"Somalia is the failed state." That was the assessment of Marine Maj. Gen. Timothy Ghormley, the commander of U.S. forces in the Horn of Africa, last December. The apparent triumph yesterday of Islamist radical groups in fighting in Mogadishu suggests the situation might get worse; the ability of jihadis to establish even a mini-state the situation in northern Somalia, or Somaliland, is quite different in this strategically vital region would be a major setback in the global war on Muslim terrorism.
While it's impossible to tell the true state of affairs in Mogadishu from afar, news reports say that the vicious street-war of the past several weeks has ended with Islamic fighters in control. This has been a de facto proxy war between groups invariably labeled "warlords" receiving financial help from the CIA and those with ties to Wahhabi radical groups and almost certainly backed by Islamic and Saudi "charities." There has long been an al Qaeda presence in Somalia, and the country is believed to have been a refuge for the cell that carried out the 1998 bombing of U.S. embassies in Kenya and Tanzania, as well as other acts of terror in the region.

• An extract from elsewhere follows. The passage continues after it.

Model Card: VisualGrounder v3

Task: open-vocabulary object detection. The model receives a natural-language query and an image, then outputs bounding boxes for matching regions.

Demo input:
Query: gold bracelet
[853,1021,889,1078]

The withdrawal of the U.S.-backed warlords doesn't necessarily mean that the struggle is over, and indeed may mean the fighting will, over time, escalate. American planners and special operations forces assigned to Joint Task Force - Horn of Africa have been weighing options for taking a more active role in Somalia for several years. Likewise, the governments of Kenya, Tanzania and Ethiopia, which have been targets of terror, have provided varying but significant support to U.S. efforts; they will be equally disturbed by the apparent triumph of the Islamists in Mogadishu.
Another alternative is to recognize the failure of Somalia and to allow Somaliland and Puntland, the extreme northeastern part of Somalia that declared its autonomy in 1998, to break away entirely. These regions are more prosperous than the southern part of Somalia not a huge achievement, but one that makes a political partition, which would have a lot of popular support, a more practice al possibility. Strategically, such a break-up would help to constrain and contain al Qaeda or other Islamist operations in Somalia.
To repeat: the defeat of "our warlords" in Mogadishu is a serious setback, but probably not a decisive outcome in itself. It is the belief of the International Crisis Group, the most reliable source, that most Somalis have little interest in strict Wahhabi-style codes or rule, let alone exporting jihad. Most cruelly, the immediate security interests of the United States and the states surrounding Somalia are now to keep it a failed state, to prevent Islamists from consolidating even a weak state centered on Mogadishu. The leader of the victorious faction, one Aden Hashi 'Ayro, is said to be a veteran of Afghanistan; he knows well what a small sanctuary in a backward corner of the globe can mean for al Qaeda.